If you’ve never tried these before, you’re in for a treat! Snow pea leaves are a really tasty vegetable, sort of like a cross between spinach and peas; think spinach-like, but with a sweeter flavor (and without that iron-y residue that spinach has). The prep work takes a bit of time, but after that, these tender leaves cook in no time. The preparation method for these greens is very similar to that of my go-to easy bok choy stir-fry; however, this recipe uses more garlic (because who doesn’t love garlic?), and a bit more oil (to prevent the snow pea leaves from scorching on the bottom of the wok- which they can do pretty easily). You can use this same cooking method on a wide variety of other dark leafy greens too, such as bok choy, choy sum, Chinese broccoli, spinach, and watercress.

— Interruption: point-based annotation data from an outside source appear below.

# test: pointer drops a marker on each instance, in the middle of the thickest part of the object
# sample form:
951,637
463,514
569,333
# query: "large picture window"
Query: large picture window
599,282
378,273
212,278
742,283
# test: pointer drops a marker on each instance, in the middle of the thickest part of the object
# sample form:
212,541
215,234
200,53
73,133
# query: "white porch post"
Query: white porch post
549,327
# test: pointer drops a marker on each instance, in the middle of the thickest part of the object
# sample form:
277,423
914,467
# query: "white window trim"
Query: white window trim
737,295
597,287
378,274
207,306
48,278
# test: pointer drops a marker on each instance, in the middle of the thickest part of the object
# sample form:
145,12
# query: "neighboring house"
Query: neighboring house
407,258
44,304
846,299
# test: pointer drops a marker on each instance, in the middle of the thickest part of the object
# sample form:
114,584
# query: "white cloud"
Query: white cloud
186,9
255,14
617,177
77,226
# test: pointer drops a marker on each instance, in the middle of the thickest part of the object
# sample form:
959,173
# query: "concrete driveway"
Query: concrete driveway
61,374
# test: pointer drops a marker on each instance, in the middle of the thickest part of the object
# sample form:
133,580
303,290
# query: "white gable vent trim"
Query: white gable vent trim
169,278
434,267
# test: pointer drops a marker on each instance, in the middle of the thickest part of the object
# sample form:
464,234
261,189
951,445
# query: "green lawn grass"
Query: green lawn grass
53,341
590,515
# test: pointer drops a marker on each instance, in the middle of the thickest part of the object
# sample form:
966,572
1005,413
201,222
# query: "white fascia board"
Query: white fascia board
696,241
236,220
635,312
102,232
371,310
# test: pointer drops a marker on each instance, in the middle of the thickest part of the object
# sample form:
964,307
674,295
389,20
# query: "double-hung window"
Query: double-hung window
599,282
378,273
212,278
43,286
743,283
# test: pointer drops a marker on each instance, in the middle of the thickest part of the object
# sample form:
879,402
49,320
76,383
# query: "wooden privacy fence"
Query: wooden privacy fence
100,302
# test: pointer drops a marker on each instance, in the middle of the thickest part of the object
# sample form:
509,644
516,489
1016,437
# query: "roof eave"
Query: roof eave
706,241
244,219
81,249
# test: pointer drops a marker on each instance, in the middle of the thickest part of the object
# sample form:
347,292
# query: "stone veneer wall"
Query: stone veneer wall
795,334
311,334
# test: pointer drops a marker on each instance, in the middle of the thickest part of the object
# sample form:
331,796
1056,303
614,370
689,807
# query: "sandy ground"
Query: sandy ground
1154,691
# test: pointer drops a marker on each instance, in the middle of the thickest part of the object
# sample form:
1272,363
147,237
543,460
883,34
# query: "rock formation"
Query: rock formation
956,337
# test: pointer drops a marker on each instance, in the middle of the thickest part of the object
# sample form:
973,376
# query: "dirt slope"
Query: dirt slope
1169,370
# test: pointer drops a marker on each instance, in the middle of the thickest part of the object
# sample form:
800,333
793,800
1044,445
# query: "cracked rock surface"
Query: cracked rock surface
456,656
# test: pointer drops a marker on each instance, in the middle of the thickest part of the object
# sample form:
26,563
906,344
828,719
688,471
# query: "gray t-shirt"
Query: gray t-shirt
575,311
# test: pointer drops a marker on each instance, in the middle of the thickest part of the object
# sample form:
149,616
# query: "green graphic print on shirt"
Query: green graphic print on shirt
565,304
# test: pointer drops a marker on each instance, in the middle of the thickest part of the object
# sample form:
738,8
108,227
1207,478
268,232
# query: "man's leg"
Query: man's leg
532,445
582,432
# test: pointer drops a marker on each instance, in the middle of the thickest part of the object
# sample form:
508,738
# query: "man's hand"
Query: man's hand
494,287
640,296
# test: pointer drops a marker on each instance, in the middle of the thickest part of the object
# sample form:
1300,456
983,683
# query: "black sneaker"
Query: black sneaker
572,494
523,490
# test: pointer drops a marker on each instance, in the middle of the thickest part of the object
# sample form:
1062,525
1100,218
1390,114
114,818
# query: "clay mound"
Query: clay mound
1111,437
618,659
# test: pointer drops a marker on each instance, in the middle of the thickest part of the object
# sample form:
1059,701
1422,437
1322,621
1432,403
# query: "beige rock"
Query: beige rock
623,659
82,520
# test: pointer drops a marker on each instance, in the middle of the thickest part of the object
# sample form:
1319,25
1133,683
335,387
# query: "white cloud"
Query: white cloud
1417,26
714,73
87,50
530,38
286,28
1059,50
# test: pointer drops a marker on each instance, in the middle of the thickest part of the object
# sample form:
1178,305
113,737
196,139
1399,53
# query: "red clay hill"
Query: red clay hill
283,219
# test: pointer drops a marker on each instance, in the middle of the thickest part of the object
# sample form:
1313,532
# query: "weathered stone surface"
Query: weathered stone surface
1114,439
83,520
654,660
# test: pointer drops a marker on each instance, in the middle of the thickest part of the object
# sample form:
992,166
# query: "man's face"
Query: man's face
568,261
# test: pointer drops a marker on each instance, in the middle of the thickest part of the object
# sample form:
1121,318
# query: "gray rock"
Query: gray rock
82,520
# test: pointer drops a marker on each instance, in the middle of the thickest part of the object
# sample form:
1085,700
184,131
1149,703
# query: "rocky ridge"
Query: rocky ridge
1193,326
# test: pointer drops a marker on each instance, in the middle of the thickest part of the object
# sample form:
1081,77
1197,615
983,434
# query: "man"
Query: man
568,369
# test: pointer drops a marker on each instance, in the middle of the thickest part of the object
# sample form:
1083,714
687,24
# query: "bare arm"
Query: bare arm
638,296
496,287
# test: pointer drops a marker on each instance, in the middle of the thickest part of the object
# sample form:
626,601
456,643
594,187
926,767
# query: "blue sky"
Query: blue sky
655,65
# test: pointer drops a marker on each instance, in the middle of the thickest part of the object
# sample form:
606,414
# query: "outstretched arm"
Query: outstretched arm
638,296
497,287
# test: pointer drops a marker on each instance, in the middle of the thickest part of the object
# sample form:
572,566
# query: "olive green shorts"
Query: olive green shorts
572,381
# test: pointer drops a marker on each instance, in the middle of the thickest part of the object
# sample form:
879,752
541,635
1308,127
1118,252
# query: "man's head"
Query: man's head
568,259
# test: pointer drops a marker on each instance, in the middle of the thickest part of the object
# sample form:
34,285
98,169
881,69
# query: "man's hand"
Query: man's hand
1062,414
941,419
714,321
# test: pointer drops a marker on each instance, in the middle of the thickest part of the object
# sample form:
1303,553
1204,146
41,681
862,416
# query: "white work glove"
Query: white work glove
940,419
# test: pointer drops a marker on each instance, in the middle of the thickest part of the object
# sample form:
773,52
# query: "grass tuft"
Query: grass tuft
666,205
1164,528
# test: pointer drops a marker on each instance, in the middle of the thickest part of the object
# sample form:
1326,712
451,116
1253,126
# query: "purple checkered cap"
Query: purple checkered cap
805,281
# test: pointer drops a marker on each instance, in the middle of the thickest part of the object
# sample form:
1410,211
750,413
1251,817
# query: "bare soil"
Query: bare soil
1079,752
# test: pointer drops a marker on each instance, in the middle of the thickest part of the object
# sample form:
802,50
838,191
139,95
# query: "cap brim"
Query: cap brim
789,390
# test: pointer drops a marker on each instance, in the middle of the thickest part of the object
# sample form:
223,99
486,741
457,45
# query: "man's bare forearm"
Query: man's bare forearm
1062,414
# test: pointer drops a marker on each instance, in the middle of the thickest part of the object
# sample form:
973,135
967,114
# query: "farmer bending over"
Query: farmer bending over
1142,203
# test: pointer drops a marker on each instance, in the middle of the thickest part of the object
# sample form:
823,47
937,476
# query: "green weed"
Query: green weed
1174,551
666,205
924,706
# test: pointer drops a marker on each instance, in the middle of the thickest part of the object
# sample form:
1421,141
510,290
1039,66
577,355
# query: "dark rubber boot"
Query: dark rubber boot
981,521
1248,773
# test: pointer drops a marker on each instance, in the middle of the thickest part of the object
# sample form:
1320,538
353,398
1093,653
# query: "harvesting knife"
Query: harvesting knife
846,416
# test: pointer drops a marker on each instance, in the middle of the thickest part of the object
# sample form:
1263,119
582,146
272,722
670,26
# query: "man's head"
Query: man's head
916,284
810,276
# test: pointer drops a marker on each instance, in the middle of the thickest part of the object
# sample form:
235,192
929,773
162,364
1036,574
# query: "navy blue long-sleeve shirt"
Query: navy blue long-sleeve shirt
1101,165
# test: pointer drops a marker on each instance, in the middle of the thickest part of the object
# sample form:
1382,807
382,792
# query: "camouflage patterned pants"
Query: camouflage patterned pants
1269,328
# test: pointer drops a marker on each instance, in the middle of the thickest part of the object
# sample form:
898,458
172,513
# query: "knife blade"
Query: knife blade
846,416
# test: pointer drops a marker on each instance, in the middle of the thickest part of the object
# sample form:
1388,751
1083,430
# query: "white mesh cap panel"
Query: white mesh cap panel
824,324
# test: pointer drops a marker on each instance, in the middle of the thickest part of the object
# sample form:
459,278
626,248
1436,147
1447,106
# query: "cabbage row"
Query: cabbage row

This recipe makes 4 servings.


  • 1 pound snow pea leaves (about 450g, picked, thoroughly washed clean)
  • 3-4 tablespoons neutral flavored oil (such as canola, vegetable, or peanut oil)
  • 3-5 cloves garlic (finely chopped)
  • 1/2 teaspoon salt (or to taste)
  • 1/4 teaspoon white pepper
  • 1 teaspoon sesame oil


  • Make sure your pea leaves are thoroughly washed and picked through for tough stems.
  • Heat the oil in a large wok over high heat. Add the garlic and stir for a couple of seconds before adding the snow pea leaves.
  • Add the snow pea leaves, and stir-fry for 20 seconds, keeping the greens constantly moving. Add the salt, white pepper, and sesame oil. Continue stir-frying until the snow pea leaves are completely wilted but still vibrant green.
  • Serve immediately.

Cook’s Notes:

  • Snow pea leaves or “pea tips”–in Chinese, wān dòu miáo (豌豆苗) or simply dòu miáo (豆苗))–are the tender leaves of the snow pea plant. They’re sold pretty much year-around at many Asian grocery stores, but like anything else, best when they are in season (which happens to be fall and winter in much of the U.S.). If you’re lucky enough to find them, look for greens with short stems with thick leaves (leaves with skinny, long stems attached tend to be tough).
  • Most grocery stores here in the U.S. pre-wash their produce, so you may need to give the snow pea leaves a few rinses to remove any dirt (or potential pesticide residue). However, if your snow pea leaves have heavy soil or sand on them, soak them in a large bowl or other container of cold water for 1 to 2 hours, then wash thoroughly (2 to 3 times); agitate the leaves in the water with your hands, and/or use your faucet sprayer to get rid of all the dirt and sand clinging to the leaves and stems. Drain the water, and pick out any yellowed or wilted leaves, and remove any tough stems (they will snap away easily from the more tender portions of the stem). Some leaves may also have pea tendrils (which also tend to be tough), so pick those off too. Pat your greens dry (or use a salad spinner to spin the remaining water), and you’re ready to cook.